In these power scuffles, Moyo has been pitted against some of Zanu PF’s veteran old guard, including his immediate party superior, secretary for information and publicity Nathan Shamuyarira.The battle between the two officials became public after Shamuyarira invited a British Sky News team to Harare to interview Mugabe in May. Moyo, who saw no reason why “imperialist mouthpieces” such as Sky News should get to talk to the president, vociferously criticised the decision and almost thwarted the interview by trying to have the journalists deported.


Shamuyarira is known to be a friend of The Tribune’s publisher and Zanu PF MP Kindness Paradza. It is widely believed that Paradza entered the party through Shamuyarira’s patronage.


Paradza is also a veteran independent journalist, and during his maiden speech in parliament in March, he criticised the country’s repressive press law, an unheard-of gesture from a member of the ruling party, and one that clearly provoked the ire of the pugnacious Moyo.
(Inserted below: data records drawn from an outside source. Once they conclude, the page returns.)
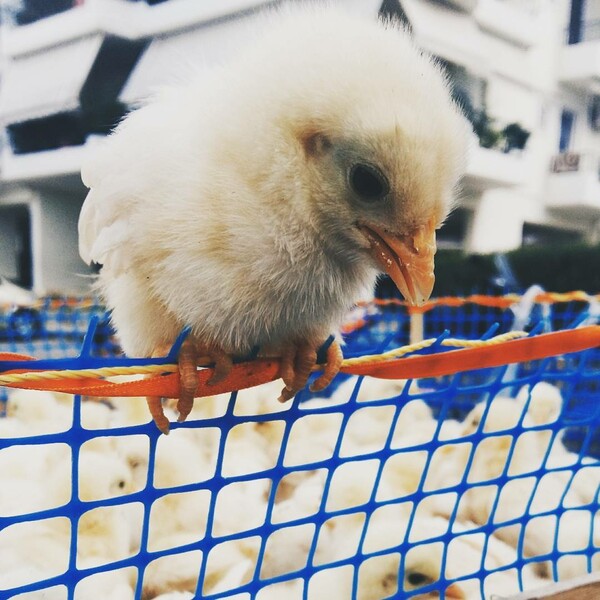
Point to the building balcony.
(509, 22)
(573, 188)
(122, 18)
(84, 18)
(57, 169)
(491, 168)
(579, 63)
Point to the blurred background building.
(526, 72)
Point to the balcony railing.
(589, 32)
(575, 162)
(29, 11)
(574, 184)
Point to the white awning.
(169, 58)
(447, 33)
(47, 82)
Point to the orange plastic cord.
(483, 300)
(249, 374)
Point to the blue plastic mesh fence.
(464, 486)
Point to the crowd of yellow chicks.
(386, 452)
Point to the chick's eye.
(368, 183)
(417, 579)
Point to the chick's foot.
(190, 356)
(297, 363)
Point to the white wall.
(60, 267)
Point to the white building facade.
(526, 71)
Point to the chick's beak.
(408, 260)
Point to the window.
(567, 125)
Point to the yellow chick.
(254, 202)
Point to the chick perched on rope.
(257, 201)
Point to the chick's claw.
(190, 356)
(330, 369)
(297, 363)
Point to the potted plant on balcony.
(483, 125)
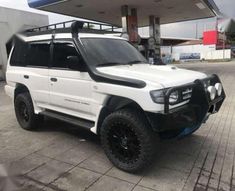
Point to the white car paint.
(76, 94)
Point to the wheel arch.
(114, 103)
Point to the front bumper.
(193, 113)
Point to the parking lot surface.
(59, 156)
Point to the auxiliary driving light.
(212, 91)
(218, 87)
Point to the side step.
(87, 124)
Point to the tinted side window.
(19, 54)
(61, 53)
(39, 55)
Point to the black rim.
(124, 143)
(23, 112)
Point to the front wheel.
(127, 140)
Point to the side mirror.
(73, 63)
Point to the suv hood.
(166, 76)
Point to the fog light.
(212, 91)
(218, 87)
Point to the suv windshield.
(109, 52)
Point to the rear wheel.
(127, 140)
(24, 111)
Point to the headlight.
(218, 87)
(174, 97)
(158, 96)
(212, 92)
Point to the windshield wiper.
(136, 62)
(109, 64)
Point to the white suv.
(102, 83)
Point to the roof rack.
(87, 27)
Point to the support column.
(154, 43)
(130, 23)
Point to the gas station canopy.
(109, 11)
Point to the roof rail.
(86, 25)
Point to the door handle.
(26, 76)
(54, 79)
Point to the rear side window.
(61, 52)
(38, 55)
(19, 54)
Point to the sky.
(191, 29)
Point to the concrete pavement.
(59, 156)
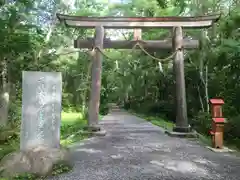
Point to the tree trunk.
(4, 96)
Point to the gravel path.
(135, 149)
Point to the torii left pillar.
(182, 128)
(93, 111)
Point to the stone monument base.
(39, 160)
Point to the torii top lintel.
(138, 22)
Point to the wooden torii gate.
(177, 44)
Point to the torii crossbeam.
(138, 22)
(178, 44)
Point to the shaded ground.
(135, 149)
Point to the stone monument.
(41, 109)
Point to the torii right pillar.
(182, 128)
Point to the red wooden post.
(217, 123)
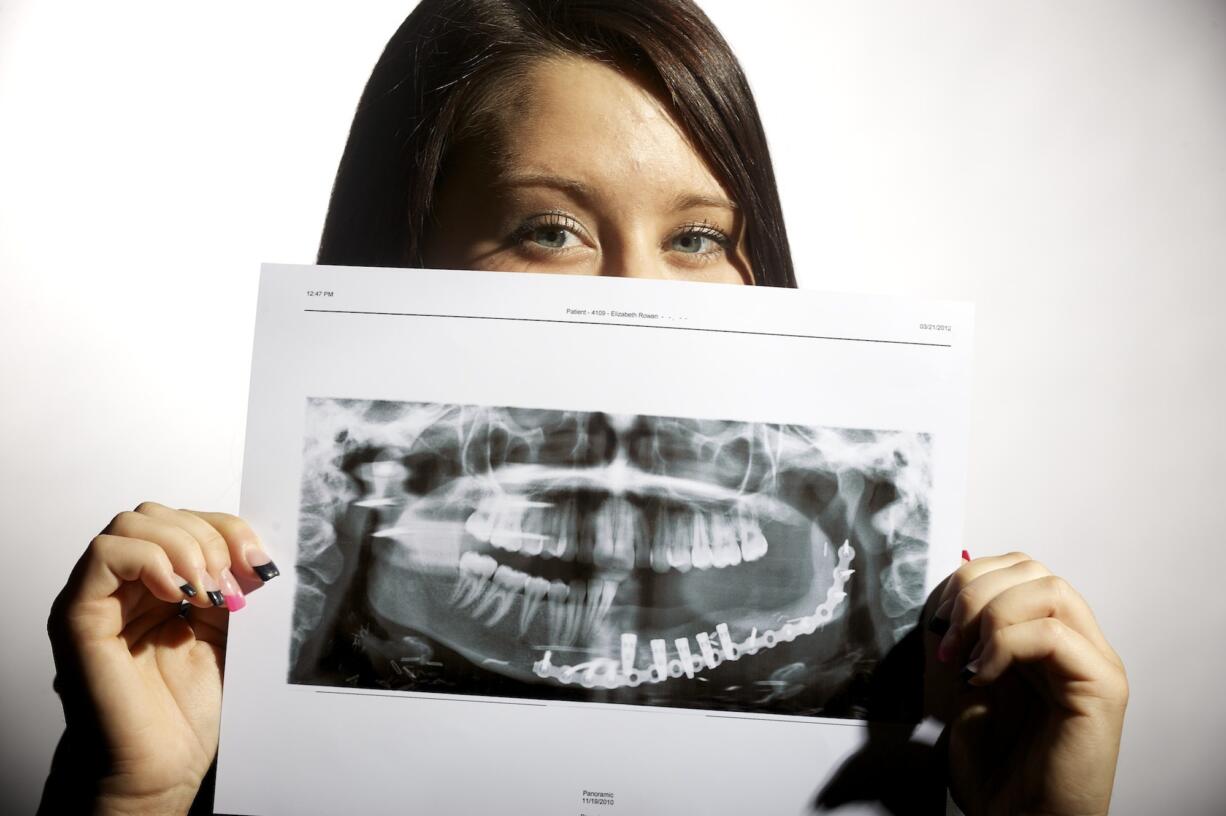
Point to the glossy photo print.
(576, 555)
The Tribune has also carried some articles that indirectly criticised Moyo, such as one implying that he had used state agencies to appropriate a lucrative farm for himself. Moyo has used the state media to issue thinly veiled attacks on his opponents within the party, and the Tribune articles would easily have been perceived as retaliation.


In this context, it is easy to see why Moyo would use his pet media commission to silence the newspaper. With Mugabe’s retirement on the horizon and elections due next year, the internal jostling for power in Zanu PF is likely to heat up. But senior party officials who oppose Moyo’s high ambitions are sure to face a communication problem, since Moyo has a stranglehold on all state media.


Utilising the few remaining private media to voice their positions is impossible for these officials, as it would be seen as colluding with the enemy. And besides, Moyo can freely revoke the licences of media that criticise him.


It appears that, except for Moyo, Zanu PF’s leaders have become victims of their own repressive media policies. Perhaps these same officials, who have worked so assiduously to stamp out press freedom in Zimbabwe, will understand its value now that they have to cope with the consequences of their actions.


It is unlikely that appeals for greater press freedom will find many sympathetic ears in the government just yet. While Zanu PF remains preoccupied with defeating the country’s political opposition, it will continue to rebuff international criticism of its human rights violations.


The African Union summit of heads of state took place last week in Addis Ababa, but it is unlikely to do more than gloss over Mugabe’s penchant for censorship.


Nonetheless, the international community still has a duty to protest the Zimbabwean government’s abuses, and to pressure Zanu PF to scrap its stifling licensing regime -not in order to gain converts among self-serving politicians who would view greater press freedom as politically expedient, but on behalf of Zimbabwean citizens, who are increasingly losing their ability to speak out against Mugabe’s repressive tactics. – Globe & Mail (Canada).


* Adam Posluns is the research associate for the Africa programme at the Committee to Protect Journalists (CPJ), an international press freedom watchdog based in New York.